= Gun laws in Oregon =

Location of Oregon in the United States

Gun laws in Oregon regulate the manufacture, sale, possession, and use of firearms and ammunition in the state of Oregon in the United States.

In the November 8, 2022 general election, voters approved Oregon Ballot Measure 114, with about 50.6% voting in favor and 49.4% opposed. The measure creates a new permit that would be required to purchase or acquire a firearm. County sheriffs would accept permit applications, and the state police would conduct background checks, which would be stricter than the current checks. Applicants would need to complete an approved training course, submit fingerprints, and pay a $65 fee. Additionally, the ballot measure bans the sale, transfer, or importation of magazines that can hold more than ten rounds of ammunition. There have been a number of legal challenges to these provisions, and several judicial rulings have blocked the implementation of Ballot Measure 114 for now.

== Summary table ==

| Subject / law | Long guns | Handguns | Relevant statutes | Notes |
|---|---|---|---|---|
| State permit required to purchase? | No | No | Oregon Ballot Measure 114 | Ballot Measure 114 instituted a requirement for a permit to purchase. Due to litigation the revised law is not currently in effect. |
| Firearm registration? | No | No | ORS 166.412(7)(a) | The Oregon State Police maintain a record of firearms sales from FFL holders for a period of 5 years, after which the records are destroyed. |
| Owner license required? | No | No |  |  |
| Minimum age to purchase firearms. | 18 | 21 | ORS 166.470 | Oregon law prohibits any person from intentionally selling, delivering, or otherwise transferring any firearm to anyone under 18 years of age (ORS 166.470(1)(a)), except: A parent or guardian, or another person with the consent of the parent or guardian, may transfer a firearm other than a handgun to a minor. (ORS 166.470(3)(a)); The temporary transfer of any firearm to a minor for hunting, target practice, or any other lawful purpose. (ORS 166.470(3)(b)); |
| Minors allowed to possess firearms? | Yes, with exceptions | Yes, with exceptions | ORS 166.250 | Minors may: ...possess a firearm other than a handgun if the firearm was transferred to the minor by the minor’s parent or guardian or by another person with the consent of the minor’s parent.

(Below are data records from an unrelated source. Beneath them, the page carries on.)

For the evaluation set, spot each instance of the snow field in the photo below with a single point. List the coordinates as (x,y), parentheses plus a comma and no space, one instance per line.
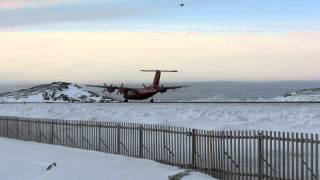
(22,160)
(301,117)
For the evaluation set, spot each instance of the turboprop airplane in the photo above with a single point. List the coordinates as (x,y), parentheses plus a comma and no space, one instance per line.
(140,93)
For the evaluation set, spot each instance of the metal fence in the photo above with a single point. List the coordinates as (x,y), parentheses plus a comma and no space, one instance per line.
(222,154)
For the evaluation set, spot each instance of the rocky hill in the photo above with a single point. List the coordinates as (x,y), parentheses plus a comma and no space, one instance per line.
(54,92)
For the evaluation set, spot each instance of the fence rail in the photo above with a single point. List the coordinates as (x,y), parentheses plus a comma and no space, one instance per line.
(222,154)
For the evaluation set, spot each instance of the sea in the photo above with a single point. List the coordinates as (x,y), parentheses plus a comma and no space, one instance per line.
(209,91)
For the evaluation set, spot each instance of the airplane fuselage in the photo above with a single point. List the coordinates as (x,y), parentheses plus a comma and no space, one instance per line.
(140,93)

ORS 166.250(2)(a)(A); ...not possess a firearm if they are under 18 years of age, and while a minor, committed the equivalent of an adult felony or a misdemeanor involving violence, within four years of being charged with possession. ORS 166.250(1)(c); ...may also possess any firearm temporarily for hunting, target practice, or any other lawful purpose. ORS 166.250(2)(a)(B) ( and ORS 166.470(3)(b); see above); |
| Assault weapon ban? | No | No | --- | No Oregon state laws define or regulate assault weapons. Some local counties have adopted Second Amendment sanctuary resolutions regardless. |
| License required for concealed carry? | Yes | Yes | ORS 166.291 | Oregon is a "shall-issue" state for residents. Technically sheriffs "may issue" licenses to non-residents of contiguous states; however, in practice most county sheriffs either adopt very restrictive criteria for issuance to non-residents or simply refuse to issue licenses. Carrying of a concealed firearm is prohibited by ORS 166.250, however holders of a valid Concealed Handgun License are exempt from this law. (see ORS 166.260). As of 2021, campus carry is left up each university to decide. Prior to that, a 2011 Oregon Court of Appeals ruling stated that public universities did not have the authority to prohibit firearms on their grounds, but could still prohibit them inside buildings. |
| License required for open carry? | No | No | Or. Const. Art. I § 27 ORS 166.250(3) | Open carry of firearms is legal statewide without a permit. However, Oregon law allows a city or county to regulate open carry of loaded firearms in public places, but holders of concealed carry permits are exempt. (ORS 166.173) The cities of Portland, Beaverton, Tigard, Oregon City, Salem, and Independence, as well as Multnomah County, have statutes which do not allow open carry of loaded firearms (unless one has a concealed carry permit). |
| State preemption of local restrictions? | Yes | Yes | Or. Const. Art. I § 27 ORS 166.170 | The authority to regulate the sale, acquisition, transfer, ownership, possession, storage, transportation, or use of firearms or any element relating to firearms and firearm components, including ammunition, is vested solely in the State Legislative Assembly. |
| NFA weapons restricted? | No | No | ORS 166.272 | Possession of NFA restricted firearms and non-firearm items is legal, but owners must comply with the NFA regulations. (ORS 166.272(3)) |
| Peaceable journey laws? | Yes | Yes | --- | The State of Oregon recognizes federal law, Title 18 U.S. Code § 926A |
| Background checks required for private sales? | Yes | Yes | ORS 166.435 | Private party firearm transfers must be conducted through a licensed firearm dealer while both parties are present. The dealer is required by federal law to conduct a background check and keep a record of the sale. Transfers between family members (spouse, parent/stepparent, child/stepchild, sibling, grandparent, grandchild, aunt/uncle, first cousin, niece/nephew, spouse of any of the above) are exempt. |
| Red flag law? | Yes | Yes | Or. Law Chp. 737 (2017) | If a person appears to be in imminent danger of hurting themselves or another person, a police officer or a member of the person's family or household may petition the court for a one-year order that would prohibit the person from possessing a deadly weapon. |
| High-capacity magazine ban | No | No | Oregon Ballot Measure 114 | Ballot Measure 114 bans the sale, transfer, or importation of magazines that can hold more than ten rounds of ammunition. Possession of such magazines remains legal, with some restrictions. Due to litigation the new law is not currently in effect. |

== Concealed and open carry ==
Oregon is a shall-issue concealed-carry state. and is notable for having very few restrictions on where a concealed firearm may be carried. Oregon also has statewide preemption for its concealed-carry laws—with limited exceptions, counties and cities cannot place limits on the ability of people to carry concealed weapons beyond those provided by state law.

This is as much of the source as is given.